22 Jun 2026 • 3 min read

One Claude Code Tip a Day: Reproduce the Test Before the Fix

Use Claude Code for test-driven debugging: make it reproduce the failure first, inspect the exact failing assertion or log, apply a narrow fix, then run the same test again before broadening scope.

This post is part of the “One Claude Code Tip a Day” series — a daily guide to using Claude Code more effectively.

The failure: Claude wants to fix what it has not reproduced

A common Claude Code failure mode is surprisingly human: it reads an error, recognizes the pattern, and starts editing before proving the bug exists locally. That can work for trivial syntax errors. It is dangerous for real application bugs, especially frontend regressions, async race conditions, and test failures hidden behind fixtures. Today’s habit is to turn Claude Code into a test-driven debugger: first reproduce the failure, then fix only the thing the failing test proves.

The workflow

The useful command is not a single slash command. It is the discipline of running tests and shell checks inside the Claude Code loop. Start with a failing symptom, then ask Claude to inspect the relevant files without editing. After that, make it run the smallest command that reproduces the bug. In practice the session starts like this: “Do not edit yet. Read the failing test, the component it covers, and the test setup. Explain what behavior the test expects. Then run the narrowest test command and paste the failing assertion back into your reasoning.”
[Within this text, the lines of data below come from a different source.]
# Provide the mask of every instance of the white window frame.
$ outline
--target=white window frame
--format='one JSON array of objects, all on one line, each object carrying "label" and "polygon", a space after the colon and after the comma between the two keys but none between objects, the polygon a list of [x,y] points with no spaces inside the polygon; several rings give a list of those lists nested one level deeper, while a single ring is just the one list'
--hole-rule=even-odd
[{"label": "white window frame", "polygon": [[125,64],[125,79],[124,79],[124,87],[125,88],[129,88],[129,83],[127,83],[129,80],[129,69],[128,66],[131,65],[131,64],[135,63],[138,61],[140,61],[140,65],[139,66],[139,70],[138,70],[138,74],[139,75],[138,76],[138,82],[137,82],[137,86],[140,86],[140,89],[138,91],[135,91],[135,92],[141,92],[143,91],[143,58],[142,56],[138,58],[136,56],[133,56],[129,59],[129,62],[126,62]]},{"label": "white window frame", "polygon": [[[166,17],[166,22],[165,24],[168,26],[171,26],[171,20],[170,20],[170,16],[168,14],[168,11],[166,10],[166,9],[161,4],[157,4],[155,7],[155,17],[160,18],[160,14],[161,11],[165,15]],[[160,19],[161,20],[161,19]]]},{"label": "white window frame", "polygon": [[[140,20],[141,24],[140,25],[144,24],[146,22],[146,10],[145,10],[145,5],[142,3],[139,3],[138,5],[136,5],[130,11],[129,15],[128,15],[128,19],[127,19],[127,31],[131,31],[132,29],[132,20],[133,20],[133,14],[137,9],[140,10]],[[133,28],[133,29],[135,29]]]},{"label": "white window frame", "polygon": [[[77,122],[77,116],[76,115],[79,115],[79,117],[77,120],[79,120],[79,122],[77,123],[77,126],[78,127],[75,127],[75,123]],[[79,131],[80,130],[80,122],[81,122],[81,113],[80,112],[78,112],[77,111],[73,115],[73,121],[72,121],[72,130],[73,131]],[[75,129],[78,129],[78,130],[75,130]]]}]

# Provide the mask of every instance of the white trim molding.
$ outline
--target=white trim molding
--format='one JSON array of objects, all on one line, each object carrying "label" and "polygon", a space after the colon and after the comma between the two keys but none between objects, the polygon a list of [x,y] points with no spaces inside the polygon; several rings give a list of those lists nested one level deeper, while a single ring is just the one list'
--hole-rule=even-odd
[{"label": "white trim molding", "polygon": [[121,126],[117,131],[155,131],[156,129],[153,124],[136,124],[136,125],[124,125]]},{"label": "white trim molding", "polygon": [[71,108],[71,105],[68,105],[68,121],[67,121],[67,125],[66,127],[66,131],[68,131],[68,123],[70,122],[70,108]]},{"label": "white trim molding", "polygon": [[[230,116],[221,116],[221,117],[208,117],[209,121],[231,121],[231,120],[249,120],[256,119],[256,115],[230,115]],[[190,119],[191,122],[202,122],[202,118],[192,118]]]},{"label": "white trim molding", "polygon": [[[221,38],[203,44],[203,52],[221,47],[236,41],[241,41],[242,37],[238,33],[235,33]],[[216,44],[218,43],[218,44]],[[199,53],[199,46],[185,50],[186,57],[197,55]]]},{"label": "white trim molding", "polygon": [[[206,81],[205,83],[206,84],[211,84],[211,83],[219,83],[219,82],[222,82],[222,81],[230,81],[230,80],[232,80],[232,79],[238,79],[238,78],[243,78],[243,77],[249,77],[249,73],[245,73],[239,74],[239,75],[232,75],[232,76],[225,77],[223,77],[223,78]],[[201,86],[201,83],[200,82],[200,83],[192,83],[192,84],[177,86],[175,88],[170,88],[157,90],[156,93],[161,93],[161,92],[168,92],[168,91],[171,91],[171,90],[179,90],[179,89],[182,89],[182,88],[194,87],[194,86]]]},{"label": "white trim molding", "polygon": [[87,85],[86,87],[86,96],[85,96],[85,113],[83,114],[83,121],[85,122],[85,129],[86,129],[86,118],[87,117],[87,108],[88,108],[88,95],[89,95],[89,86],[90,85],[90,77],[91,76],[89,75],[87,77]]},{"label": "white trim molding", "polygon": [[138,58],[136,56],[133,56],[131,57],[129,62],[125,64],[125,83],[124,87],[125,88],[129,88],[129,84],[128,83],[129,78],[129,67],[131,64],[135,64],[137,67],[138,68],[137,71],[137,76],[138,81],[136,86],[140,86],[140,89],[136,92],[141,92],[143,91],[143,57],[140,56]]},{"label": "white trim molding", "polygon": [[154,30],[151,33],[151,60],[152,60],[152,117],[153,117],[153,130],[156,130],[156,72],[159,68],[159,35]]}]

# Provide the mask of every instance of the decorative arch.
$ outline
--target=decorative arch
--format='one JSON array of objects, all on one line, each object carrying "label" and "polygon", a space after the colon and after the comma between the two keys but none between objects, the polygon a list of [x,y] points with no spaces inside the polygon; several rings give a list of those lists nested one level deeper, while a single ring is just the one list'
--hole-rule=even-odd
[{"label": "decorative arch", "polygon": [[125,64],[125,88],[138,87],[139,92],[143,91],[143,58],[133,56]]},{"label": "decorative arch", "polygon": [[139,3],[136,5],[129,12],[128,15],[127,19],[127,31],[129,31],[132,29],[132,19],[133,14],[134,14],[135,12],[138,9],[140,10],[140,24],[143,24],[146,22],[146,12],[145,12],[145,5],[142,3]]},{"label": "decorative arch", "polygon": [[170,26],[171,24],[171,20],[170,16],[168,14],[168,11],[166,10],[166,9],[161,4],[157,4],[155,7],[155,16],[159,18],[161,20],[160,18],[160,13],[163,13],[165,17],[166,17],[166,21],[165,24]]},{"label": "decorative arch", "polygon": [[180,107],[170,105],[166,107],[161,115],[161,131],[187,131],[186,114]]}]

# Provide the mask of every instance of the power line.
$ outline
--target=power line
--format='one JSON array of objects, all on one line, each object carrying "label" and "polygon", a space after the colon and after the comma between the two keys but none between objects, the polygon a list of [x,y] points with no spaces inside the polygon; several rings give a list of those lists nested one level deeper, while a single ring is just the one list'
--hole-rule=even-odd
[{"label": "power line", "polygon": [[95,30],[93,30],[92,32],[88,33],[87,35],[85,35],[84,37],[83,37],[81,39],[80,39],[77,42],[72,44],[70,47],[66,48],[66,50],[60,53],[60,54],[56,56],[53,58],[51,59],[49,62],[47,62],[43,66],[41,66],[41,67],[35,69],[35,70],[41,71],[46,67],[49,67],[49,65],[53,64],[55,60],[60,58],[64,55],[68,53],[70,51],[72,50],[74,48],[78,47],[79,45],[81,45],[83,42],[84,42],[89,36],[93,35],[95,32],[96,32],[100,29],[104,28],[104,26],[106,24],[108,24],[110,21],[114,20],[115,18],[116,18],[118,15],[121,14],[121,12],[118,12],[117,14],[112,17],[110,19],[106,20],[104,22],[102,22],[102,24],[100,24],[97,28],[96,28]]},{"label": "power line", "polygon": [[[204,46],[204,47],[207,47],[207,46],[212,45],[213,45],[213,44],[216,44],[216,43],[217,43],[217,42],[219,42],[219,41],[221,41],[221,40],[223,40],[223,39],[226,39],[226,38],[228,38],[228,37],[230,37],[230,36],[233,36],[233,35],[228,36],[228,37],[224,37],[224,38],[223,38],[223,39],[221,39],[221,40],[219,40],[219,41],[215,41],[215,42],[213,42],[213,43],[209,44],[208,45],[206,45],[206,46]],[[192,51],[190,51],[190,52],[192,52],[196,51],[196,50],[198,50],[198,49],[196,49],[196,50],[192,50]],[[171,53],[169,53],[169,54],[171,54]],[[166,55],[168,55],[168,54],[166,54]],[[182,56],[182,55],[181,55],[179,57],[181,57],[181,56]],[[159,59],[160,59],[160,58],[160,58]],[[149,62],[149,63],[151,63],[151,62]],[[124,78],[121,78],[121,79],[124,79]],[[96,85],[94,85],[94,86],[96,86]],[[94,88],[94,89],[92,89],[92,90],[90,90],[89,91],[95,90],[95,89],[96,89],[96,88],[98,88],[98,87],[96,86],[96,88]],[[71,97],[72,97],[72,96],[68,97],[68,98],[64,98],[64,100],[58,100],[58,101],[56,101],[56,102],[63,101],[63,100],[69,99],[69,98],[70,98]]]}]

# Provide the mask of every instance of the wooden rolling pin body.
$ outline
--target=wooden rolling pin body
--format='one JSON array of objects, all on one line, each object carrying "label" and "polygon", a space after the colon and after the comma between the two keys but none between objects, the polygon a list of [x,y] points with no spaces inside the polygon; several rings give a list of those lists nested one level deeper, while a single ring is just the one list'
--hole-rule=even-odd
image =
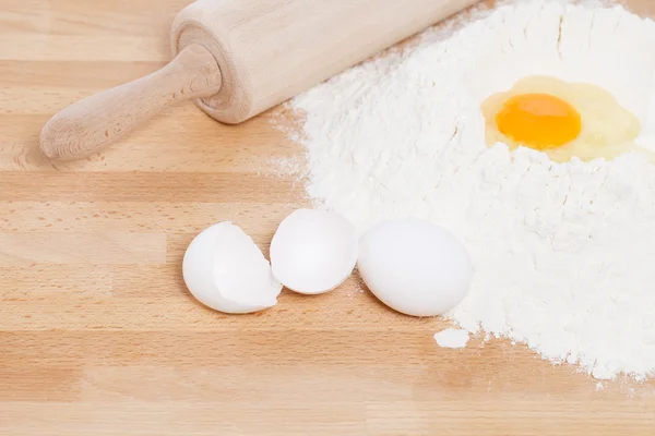
[{"label": "wooden rolling pin body", "polygon": [[240,123],[477,1],[199,0],[174,21],[167,66],[63,109],[41,149],[88,156],[186,99]]}]

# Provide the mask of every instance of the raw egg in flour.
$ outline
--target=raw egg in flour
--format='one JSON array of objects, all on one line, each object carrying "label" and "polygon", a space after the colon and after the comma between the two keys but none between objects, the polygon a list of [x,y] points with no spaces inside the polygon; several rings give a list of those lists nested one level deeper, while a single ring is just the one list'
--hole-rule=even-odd
[{"label": "raw egg in flour", "polygon": [[[607,90],[550,76],[529,76],[481,106],[487,144],[546,153],[557,162],[612,159],[632,150],[641,125]],[[648,156],[651,158],[651,156]]]}]

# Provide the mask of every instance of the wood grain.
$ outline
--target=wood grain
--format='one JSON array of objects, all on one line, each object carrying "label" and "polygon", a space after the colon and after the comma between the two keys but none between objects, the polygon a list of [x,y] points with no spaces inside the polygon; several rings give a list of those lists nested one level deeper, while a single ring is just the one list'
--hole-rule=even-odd
[{"label": "wood grain", "polygon": [[246,316],[193,300],[198,231],[234,220],[266,252],[306,205],[277,173],[302,161],[279,109],[227,126],[188,104],[82,161],[38,153],[53,112],[168,61],[188,2],[0,0],[0,435],[655,433],[655,383],[600,389],[500,340],[440,349],[448,323],[357,277]]}]

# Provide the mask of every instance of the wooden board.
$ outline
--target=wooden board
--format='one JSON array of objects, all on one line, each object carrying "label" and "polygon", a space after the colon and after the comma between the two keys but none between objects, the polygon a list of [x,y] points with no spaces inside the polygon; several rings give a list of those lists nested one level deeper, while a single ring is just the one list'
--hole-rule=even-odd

Use the narrowest command first

For a React app, that command might be `!pnpm test src/components/PriceBadge.test.tsx --runInBand`. For a Python API, it might be `!pytest tests/test_billing.py::test_trial_expires_at_midnight -q`. For a deployment bug, it may be `!railway logs --service worker --tail 200` before touching code. The point is to replace “Claude thinks the bug is probably X” with “the failure says X, in this file, at this assertion.”

A realistic session

Imagine a dashboard where discounted prices disappear only in dark mode. A shallow prompt says, “Fix the price rendering bug,” and Claude may rewrite the component, rename props, or adjust theme tokens blindly. A better prompt is: “Read `PriceBadge.tsx`, `PriceBadge.test.tsx`, and the theme helper. Do not edit. Tell me which test should fail for invisible discounted text. If no test covers it, propose the smallest failing test first.” Now Claude has to discover whether the bug is business logic, CSS, or missing coverage.

Make Claude write the failing test before the fix

If no test exists, ask for a red test before implementation: “Add one focused test that fails because the discounted price is present in the DOM but visually hidden by the dark theme class. Do not fix the component yet. Run only that test.” This is where the workflow earns its keep. Sometimes Claude will write a test that checks text content but not visibility, producing a false green. Push back: “This test does not prove visibility. Use the class/style contract we actually rely on, or explain why the DOM testing library cannot assert it and choose a safer component-level assertion.”

Inspect the evidence, not the confidence

After Claude runs the test, inspect three things before allowing edits. First, does the test fail for the intended reason? A failure because the fixture is missing a currency symbol is noise. Second, is the reproduction narrow enough? A full suite failure with thirty unrelated snapshots is not a debugging signal. Third, did Claude summarize the failing line and the suspected code path? If the answer is vague, ask it to read again. The TonBisa-style loop is prompt, result, inspect, correction, verify—not prompt, trust, merge.

Second-pass correction

Now let Claude patch narrowly: “Only change the minimum code needed to make this failing test pass. Do not refactor the component. After editing, run the same test, then show `git diff` and explain why the diff addresses the failing assertion.” This wording prevents the classic over-fix. Claude might still change a shared theme helper and accidentally alter every price badge. The second pass is where you catch that. If the diff touches unrelated files, say: “Back up. Revert the broad helper change and solve this at the component boundary unless the test proves the helper is wrong.”

Failure modes

The first failure mode is fake green: Claude updates the test to match broken behavior. Guard against it by asking, “What user-visible behavior does this test protect?” The second is broad green: the test passes, but only because a shared mock or snapshot was weakened. Ask Claude to list any test files it modified and why. The third is unverified green: Claude claims success without rerunning the exact failing command. Make the final checkpoint mechanical: same command, same test, now green, followed by one relevant broader check such as `!pnpm test PriceBadge --runInBand` or `!pytest tests/test_billing.py -q`.

Rule of thumb

Do not ask Claude Code to “debug this” as the first move. Ask it to prove the bug with the smallest failing command. Then ask for a narrow fix. Then rerun the same command and review the diff. If you cannot name the failing assertion or log line, you are not debugging yet—you are giving an autocomplete engine permission to guess.